2) The problem has mentioned in the previous part also has another side: Let's encrypt the data and write the authentication tag to the other sector. If we want to read it later, how do we know that the data and tag have not been altered? We are faced with a requirement such as integrity of integrity. Alternative solutions were presented for this problem under the cathegory of incremental authentication schemes in this thesis that I read. How applicable are these solutions? When a sector is updated, it will be necessary to update more sectors than the previous cases. So, performance will suffer more severely than alternatives in the first part. By considering this security-performance trade-off, does it make sense to concern about "integrity of integrity" and apply these methods?

poncho avatar
my flag
Are we targeting actual disk drives (with platters), flash drives or both? Here's why the distinction may be important: with an actual disk, reading/writing consecutive sectors is cheap (most of the time is spent moving the drive heads and waiting for the disk to rotate into the correct position). On the other hand, flash drives are random access; the time taken to read/write is directly proportional to the number of sectors accessed.

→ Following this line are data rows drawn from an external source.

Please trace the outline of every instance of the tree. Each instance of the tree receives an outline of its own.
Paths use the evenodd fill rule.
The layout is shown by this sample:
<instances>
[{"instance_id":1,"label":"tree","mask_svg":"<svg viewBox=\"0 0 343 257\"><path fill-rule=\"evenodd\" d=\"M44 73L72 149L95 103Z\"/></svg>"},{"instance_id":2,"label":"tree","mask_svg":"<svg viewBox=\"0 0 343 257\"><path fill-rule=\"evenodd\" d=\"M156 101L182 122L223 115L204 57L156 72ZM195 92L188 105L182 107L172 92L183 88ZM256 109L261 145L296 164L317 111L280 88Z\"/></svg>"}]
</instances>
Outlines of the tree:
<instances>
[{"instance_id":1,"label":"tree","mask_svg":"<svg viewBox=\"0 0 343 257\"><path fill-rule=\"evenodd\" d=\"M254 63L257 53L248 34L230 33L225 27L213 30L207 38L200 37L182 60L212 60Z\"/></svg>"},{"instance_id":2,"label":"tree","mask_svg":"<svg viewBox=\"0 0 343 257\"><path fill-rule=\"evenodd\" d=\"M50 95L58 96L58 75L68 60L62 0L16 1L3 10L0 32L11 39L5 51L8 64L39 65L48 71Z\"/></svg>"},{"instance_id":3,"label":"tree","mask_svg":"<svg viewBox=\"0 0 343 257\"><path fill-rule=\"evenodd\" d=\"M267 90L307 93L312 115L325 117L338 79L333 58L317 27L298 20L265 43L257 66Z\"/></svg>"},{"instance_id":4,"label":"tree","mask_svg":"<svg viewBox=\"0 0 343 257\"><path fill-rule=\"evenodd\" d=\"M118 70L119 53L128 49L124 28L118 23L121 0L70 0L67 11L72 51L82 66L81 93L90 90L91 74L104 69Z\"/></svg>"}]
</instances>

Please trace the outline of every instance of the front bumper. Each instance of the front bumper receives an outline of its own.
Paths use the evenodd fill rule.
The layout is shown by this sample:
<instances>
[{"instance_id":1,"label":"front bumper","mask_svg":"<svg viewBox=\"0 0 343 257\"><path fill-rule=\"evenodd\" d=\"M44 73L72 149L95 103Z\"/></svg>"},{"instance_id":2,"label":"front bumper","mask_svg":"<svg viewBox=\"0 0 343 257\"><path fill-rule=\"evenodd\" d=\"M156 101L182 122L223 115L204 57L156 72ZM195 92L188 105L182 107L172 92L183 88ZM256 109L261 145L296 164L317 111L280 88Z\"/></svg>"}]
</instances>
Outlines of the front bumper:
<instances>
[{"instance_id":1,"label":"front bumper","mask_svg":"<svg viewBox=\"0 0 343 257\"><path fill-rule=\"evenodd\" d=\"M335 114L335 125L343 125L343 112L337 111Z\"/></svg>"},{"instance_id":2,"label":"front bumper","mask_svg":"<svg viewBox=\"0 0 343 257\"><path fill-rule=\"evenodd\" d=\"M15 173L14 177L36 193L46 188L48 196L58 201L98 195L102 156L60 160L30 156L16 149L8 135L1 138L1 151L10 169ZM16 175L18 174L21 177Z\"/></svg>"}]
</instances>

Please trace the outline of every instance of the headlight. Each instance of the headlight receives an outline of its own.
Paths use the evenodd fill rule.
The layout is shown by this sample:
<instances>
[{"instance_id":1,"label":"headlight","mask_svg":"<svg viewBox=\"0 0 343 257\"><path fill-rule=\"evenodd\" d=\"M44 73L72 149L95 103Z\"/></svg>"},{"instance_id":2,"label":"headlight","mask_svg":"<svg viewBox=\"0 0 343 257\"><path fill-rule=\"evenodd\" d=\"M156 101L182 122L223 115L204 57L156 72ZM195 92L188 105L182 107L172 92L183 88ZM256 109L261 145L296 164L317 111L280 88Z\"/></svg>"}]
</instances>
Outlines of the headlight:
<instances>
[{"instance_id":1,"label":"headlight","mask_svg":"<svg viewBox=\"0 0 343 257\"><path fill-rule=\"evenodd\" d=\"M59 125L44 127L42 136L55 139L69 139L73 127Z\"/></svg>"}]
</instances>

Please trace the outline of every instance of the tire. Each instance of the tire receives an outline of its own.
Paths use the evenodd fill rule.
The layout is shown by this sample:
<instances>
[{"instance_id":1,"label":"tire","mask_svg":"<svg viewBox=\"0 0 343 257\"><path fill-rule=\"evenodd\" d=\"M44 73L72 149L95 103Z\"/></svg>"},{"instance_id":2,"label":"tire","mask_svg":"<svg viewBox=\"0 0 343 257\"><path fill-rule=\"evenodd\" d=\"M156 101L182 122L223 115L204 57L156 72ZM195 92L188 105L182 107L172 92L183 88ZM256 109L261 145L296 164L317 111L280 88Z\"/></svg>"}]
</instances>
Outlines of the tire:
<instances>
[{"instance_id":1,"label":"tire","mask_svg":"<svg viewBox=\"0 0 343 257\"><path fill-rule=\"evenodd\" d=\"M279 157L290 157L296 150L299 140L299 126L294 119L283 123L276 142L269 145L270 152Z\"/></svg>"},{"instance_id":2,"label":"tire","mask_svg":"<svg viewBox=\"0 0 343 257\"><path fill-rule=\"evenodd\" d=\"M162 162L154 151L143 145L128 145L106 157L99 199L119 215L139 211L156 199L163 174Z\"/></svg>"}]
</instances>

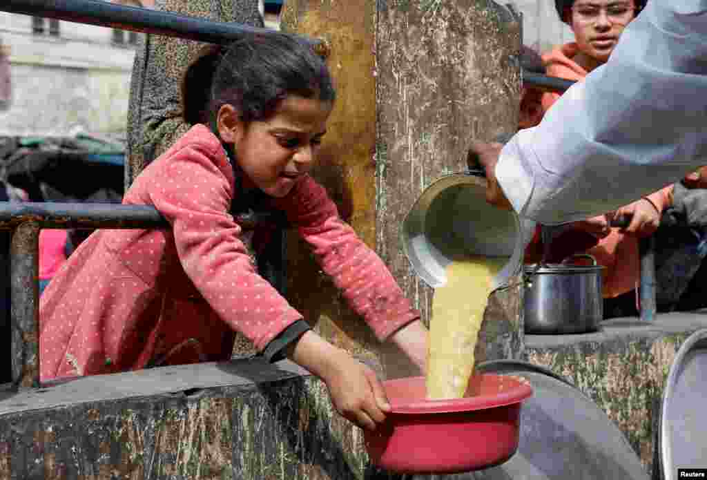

For a disk drive, it would make sense to arrange all the data to be on consecutive sectors (even if that increases the number of sectors accessed)
poncho avatar
my flag
For a flash drive, it might make sense to have the auxiliary (IV/nonce/tag) information for a number of sectors in a single dedicated sector (which the driver would cache); that sector need not be anywhere close to where the data sectors are (because flash drives don't care about 'close')
Maarten Bodewes avatar
in flag
You need some way of making the sector updates *atomic* it seems. That may make more sense at a file system level, although even there it raises the question when an update should be made (file handles may be left open for quite a while). In that sense maybe lower level sector writes may be the best time (as the in memory cache can take care of the rest).